Tuesday, 21 April 2020

UK jobs market was cooling before coronavirus crisis – 8% jobless rate now the best we can hope for


Earlier today the UK Office for National Statistics (ONS) published its latest monthly Jobs Report, mostly including data from the quarterly Labour Force Survey for the three months to February 2020. According to the ONS the labour market was ‘very robust’ at that time. But to me things looks to have cooled before the Covid-19 lockdown measures placed the economy in a coma to help save lives.

Although the number of people in work increased by a very healthy 172,000 in the three months to February (taking the employment rate to a record high of 76.6%), with fast growing labour supply this was not enough to prevent a rise of 58,000 in the number unemployed, lifting the unemployment rate back to 4%. Cooling was also evident in a fall in total hours worked, fewer job vacancies and softening in the rate of growth of average weekly earnings, which dipped to 2.9% excluding bonuses (or 1.3% in real terms). Moreover, the ONS reports more up to date figures based on PAYE data which show that the number of employees fell very slightly (by 0.06%) between February and March – what will prove to be the beginning of the largest shake-out of UK jobs for at least 40 years.

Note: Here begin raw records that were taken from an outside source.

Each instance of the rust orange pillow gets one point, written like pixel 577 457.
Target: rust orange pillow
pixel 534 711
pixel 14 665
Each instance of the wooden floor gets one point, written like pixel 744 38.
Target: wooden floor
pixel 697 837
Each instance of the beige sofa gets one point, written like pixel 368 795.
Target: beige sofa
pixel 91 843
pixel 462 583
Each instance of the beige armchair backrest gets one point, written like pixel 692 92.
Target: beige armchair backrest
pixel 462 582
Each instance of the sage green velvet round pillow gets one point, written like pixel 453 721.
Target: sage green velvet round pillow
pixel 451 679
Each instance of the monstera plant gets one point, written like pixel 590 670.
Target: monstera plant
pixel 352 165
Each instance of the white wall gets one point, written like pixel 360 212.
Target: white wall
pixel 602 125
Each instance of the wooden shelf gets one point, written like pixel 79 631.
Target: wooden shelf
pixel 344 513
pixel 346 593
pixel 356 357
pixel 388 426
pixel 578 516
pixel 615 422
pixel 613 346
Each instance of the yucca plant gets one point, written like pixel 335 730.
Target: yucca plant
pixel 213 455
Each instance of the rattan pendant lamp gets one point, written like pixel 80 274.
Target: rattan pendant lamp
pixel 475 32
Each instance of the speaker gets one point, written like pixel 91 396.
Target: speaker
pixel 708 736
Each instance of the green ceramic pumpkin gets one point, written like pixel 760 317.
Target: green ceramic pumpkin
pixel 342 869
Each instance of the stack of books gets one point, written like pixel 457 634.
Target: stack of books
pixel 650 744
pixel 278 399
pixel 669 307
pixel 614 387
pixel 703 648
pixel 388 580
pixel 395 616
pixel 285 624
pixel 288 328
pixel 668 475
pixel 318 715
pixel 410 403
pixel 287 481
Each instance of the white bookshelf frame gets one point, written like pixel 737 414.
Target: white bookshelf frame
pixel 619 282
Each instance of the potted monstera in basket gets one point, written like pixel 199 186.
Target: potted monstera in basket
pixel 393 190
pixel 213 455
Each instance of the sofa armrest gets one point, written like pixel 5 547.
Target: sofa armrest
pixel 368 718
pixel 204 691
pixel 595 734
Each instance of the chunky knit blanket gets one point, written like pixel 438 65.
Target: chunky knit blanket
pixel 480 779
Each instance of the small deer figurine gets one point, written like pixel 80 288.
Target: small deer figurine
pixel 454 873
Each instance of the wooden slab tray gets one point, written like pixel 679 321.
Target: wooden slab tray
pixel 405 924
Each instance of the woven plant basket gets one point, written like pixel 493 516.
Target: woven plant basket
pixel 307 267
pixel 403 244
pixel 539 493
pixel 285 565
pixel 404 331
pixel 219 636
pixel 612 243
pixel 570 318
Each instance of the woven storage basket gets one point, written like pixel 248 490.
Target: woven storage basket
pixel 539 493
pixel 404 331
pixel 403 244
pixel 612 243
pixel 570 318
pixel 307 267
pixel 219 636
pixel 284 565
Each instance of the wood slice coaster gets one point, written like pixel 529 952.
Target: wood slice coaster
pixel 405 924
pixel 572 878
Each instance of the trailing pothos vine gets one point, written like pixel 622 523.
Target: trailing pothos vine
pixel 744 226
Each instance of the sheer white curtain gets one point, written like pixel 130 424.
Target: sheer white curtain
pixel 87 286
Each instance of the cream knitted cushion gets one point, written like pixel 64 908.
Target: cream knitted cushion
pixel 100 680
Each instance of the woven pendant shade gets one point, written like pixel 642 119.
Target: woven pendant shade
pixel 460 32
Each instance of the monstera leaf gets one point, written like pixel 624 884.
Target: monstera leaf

Given what we know about the massive shock to the economy in the past month, it’s disconcerting to see that the jobs market was already starting to look a bit off colour when Covid-19 arrived on our shores. Whether this has implications for how well the market recovers after the lockdown is unclear but in any case we won’t be seeing the unemployment rate anywhere close to 4% for several years, with a peak of at least 8% the best we can hope for even with the government’s welcome business support and job retention measures in place. Some scenarios, such as that published last week by the Office for Budget Responsibility, look to a jobless peak of 10%, albeit with a relatively swift recovery. For the time being I remain on the ‘optimistic’ end of the opinion spectrum. But uncertainty about the future course of Covid-19, let alone the economy, makes me feel uneasy, and I look ahead as much with hope as expectation.